But wait, there is more:

  • Prevent basis shifting between related parties through partnerships.
  • Limit the annual deferral of gain on like-kind exchanges of real property.
  • Require 100% recapture of the cumulative depreciation deductions as ordinary income on certain depreciable real property.
  • Apply certain tax rules regarding securities to digital assets and expand reporting requirements.
  • Transfers to trusts and partnerships triggers the capital gains tax.
  • Trusts that have been in existence for more than 90 years will be taxed,
  • There will be no discounts for fractional interests in an asset.

In the Trust and Estate space, the following are being floated:

Trust and estate tax proposals

  • Modify grantor trust rules by addressing three common planning techniques that allow the grantor to remove significant value from their estate without federal tax consequences.
  • Prescribe rules for valuing partial interests in property for certain intrafamily transfers.
  • Treat certain transfers of appreciated property by gift or death as realization events, subjecting them to capital gain rates.
  • Using loans for estate planning can be advantageous, especially when interest rates are low. The Green Book targets loans to beneficiaries used to avoid the income and GST tax consequences of distribution. It suggests the loans are often forgiven or otherwise not paid back, which is difficult for the IRS to track. The 2024 Green Book proposes to treat loans to and use of trust property by a trust beneficiary as a distribution for income tax purposes, resulting in distributable net income carrying out to the borrowing beneficiary.

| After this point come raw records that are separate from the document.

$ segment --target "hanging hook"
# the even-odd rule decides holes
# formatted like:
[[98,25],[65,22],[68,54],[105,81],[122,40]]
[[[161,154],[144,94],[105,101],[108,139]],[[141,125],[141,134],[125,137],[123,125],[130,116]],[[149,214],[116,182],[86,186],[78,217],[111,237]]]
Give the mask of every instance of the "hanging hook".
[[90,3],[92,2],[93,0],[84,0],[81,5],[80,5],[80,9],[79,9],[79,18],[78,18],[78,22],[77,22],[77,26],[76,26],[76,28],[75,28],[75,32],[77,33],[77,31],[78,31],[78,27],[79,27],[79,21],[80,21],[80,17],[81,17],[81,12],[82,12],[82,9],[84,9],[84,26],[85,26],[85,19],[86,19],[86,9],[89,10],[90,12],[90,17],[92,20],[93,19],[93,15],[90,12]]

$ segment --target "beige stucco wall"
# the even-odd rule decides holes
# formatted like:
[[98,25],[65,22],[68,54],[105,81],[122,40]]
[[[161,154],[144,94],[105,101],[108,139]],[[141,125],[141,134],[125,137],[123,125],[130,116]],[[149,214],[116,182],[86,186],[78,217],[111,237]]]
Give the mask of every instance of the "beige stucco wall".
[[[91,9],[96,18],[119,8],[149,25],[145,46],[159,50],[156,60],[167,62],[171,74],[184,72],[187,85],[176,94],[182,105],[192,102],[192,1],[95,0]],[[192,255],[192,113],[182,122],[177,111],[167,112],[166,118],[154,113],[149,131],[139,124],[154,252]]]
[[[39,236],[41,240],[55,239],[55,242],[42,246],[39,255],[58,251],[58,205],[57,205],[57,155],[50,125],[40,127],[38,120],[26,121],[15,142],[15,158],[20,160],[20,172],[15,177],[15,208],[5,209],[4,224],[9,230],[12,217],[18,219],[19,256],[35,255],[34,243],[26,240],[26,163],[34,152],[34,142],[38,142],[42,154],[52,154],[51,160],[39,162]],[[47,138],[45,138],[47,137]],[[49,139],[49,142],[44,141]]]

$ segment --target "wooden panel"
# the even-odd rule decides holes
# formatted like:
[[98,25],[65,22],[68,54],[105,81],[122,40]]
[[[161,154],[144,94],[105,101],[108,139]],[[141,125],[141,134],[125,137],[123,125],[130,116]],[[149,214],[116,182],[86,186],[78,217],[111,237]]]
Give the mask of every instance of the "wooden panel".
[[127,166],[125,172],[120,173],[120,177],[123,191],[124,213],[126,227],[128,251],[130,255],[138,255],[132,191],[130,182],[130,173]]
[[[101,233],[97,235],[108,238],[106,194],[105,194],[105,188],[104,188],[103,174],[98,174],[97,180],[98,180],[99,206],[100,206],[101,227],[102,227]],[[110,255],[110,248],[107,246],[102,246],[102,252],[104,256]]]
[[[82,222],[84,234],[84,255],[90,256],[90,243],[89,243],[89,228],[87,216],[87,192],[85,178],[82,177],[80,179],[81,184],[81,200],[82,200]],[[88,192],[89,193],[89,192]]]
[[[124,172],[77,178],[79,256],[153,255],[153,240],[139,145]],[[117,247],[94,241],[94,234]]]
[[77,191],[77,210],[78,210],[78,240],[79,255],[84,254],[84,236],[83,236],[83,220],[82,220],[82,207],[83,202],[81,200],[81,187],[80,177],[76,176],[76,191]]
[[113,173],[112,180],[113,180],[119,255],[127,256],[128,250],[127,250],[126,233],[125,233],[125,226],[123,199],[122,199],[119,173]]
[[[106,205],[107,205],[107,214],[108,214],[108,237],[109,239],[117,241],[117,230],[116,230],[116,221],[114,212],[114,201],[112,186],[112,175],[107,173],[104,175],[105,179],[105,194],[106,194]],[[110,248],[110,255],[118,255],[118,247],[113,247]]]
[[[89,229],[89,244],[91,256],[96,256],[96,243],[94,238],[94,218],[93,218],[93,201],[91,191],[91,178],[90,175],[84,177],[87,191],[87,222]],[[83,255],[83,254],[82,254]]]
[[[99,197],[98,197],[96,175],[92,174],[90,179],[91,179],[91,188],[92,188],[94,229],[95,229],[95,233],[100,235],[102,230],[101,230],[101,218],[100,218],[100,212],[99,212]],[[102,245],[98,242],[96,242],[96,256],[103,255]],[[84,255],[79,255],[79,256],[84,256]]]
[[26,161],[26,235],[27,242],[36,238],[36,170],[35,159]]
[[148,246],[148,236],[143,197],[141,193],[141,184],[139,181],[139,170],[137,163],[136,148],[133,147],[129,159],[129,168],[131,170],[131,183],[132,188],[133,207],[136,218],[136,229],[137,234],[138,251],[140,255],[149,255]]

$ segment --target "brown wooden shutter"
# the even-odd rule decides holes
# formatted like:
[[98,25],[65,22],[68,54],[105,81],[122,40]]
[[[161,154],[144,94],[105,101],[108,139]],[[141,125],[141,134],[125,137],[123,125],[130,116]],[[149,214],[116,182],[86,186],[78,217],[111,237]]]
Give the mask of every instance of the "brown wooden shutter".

The Green Book also addresses the digital economy, proposing new tax rules to adapt to the evolving nature of digital goods and services. This includes measures to close loopholes that have allowed digital giants to minimize their tax obligations, thereby ensuring a level playing field for all businesses. In conclusion, a Republican control of the House of Representatives will preclude action on President Biden’s tax increase proposals in the near term. The President’s budget generally leaves open the question of how to address most of the “Tax Cuts and Jobs Act” individual tax provisions that are set to expire at the end of 2025. The fate of those provisions is expected to depend largely on which party controls the White House and Congress after the 2024 elections. The proposals in the fiscal year 2024 Budget could arise again in the context of that 2025 debate.